The company quickly cornered the market on video games.

8) Cut corners

to not do a task as thoroughly as you should, especially because you want to finish it quickly or save money

You could finish this project early only if you cut corners.

Cut corners idiom

9) Cut-throat

a cut-throat situation or activity is one in which people behave in an unfair or immoral way in order to get an advantage over other people

The competition is going to be cut-throat today.

Keep reading: Eye idioms

10) Get (something) off the ground

If an activity or plan gets off the ground or you get it off the ground, it starts or succeeds.

A lot more money will be required to get this plan off the ground.

11) Get/set/start the ball rolling

to begin an activity or process

At the meeting, he tried to get the ball rolling by asking a few questions.

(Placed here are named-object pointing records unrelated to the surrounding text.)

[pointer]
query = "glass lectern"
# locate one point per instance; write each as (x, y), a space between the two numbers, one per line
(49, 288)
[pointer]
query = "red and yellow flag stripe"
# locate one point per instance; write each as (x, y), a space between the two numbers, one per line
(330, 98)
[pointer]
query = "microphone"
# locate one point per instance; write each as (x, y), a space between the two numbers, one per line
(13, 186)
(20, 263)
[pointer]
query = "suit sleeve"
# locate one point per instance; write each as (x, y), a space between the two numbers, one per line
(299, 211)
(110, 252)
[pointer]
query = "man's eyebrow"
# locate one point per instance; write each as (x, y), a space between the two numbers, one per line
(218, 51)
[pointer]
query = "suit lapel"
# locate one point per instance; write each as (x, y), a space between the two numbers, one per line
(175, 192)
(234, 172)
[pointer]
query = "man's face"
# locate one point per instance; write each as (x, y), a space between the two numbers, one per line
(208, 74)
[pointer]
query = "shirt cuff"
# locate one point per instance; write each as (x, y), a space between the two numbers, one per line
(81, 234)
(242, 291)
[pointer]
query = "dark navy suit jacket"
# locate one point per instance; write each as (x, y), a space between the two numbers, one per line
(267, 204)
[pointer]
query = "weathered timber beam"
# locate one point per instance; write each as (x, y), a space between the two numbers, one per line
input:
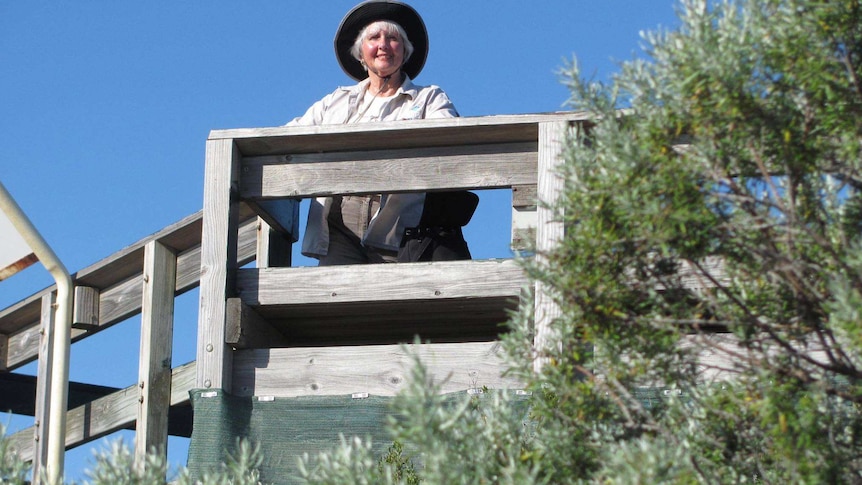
(117, 302)
(444, 280)
(17, 393)
(416, 170)
(380, 370)
(397, 134)
(114, 412)
(85, 312)
(246, 329)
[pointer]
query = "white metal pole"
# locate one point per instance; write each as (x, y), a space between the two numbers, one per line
(63, 322)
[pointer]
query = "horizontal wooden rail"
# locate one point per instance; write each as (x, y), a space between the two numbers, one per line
(118, 279)
(110, 413)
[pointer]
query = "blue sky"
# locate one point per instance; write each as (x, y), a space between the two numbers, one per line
(106, 107)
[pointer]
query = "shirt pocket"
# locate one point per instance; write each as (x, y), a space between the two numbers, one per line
(413, 112)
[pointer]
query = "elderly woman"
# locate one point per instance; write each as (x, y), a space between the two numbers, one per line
(383, 45)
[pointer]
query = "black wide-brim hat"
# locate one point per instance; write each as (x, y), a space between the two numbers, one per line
(372, 11)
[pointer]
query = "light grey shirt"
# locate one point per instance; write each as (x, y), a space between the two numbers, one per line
(397, 211)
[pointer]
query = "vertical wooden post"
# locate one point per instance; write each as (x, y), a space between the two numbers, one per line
(154, 371)
(550, 228)
(43, 388)
(273, 248)
(218, 262)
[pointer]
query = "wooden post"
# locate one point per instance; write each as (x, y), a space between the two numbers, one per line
(154, 372)
(43, 389)
(550, 229)
(218, 262)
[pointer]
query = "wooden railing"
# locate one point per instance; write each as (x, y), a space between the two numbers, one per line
(108, 293)
(257, 325)
(331, 315)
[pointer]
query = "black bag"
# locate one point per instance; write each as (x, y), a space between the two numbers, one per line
(438, 236)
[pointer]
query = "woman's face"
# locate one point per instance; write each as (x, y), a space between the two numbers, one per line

Get the ball rolling idiom

12) Go the extra mile

to do more than you are required to do

She is a nice girl, always ready to go the extra mile for her friends.

13) Hands are tied

If someone says that their hands are tied, they mean that something is preventing them from acting in the way that they want to.

I'd like to help you, but my hands are tied.

14) In a nutshell

very briefly, giving only the main points

Just tell me the truth in a nutshell.

15) It’s not rocket science 

used to say that someone doesn't think that something is very difficult to do or to understand

Our trainer always said, "Basketball is not rocket science. It's about putting the ball in the basket."

It’s not rocket science idiom

16) Keep your eye on the ball

to give your attention to what you are doing at the time

He really needs to keep his eye on the ball if he wants to win the election.

17) Know​/​learn the ropes

to know or learn how to do something, especially a job

It will take a few days for new employees to know the ropes.

18) Put the cart before the horse

to do things in the wrong order

Isn't she putting the cart before the horse by deciding what to wear for the wedding before she's even been invited to it?

19) Red tape

official rules, laws and processes that seem unnecessary and delay results

She couldn't get her passport in time because of red tape.

20) The bottom line

the final line in the accounts of an organisation or company, stating the total profit or loss that has been made

Kiara keeps a careful eye on the bottom line.

Keep reading: Idioms about time

21) The elephant in the room

a serious problem that everybody is aware of but no one wants to talk about

I do not want to ask the question, but it's the big elephant in the room.

The elephant in the room idiom

22) Think outside the box

to find new ways of doing things, especially of solving problems

To solve this problem, you'll have to think outside the box.

23) Twist someone’s arm

(informal) to try to force somebody to do something

I didn't want to go but Nisha twisted my arm.

24) Up in the air

If a plan is up in the air, you haven't yet decided what will happen.

The whole future of our project is still up in the air.

25) Uphill battle

a very difficult struggle

Starting her own firm has proven to be an uphill battle.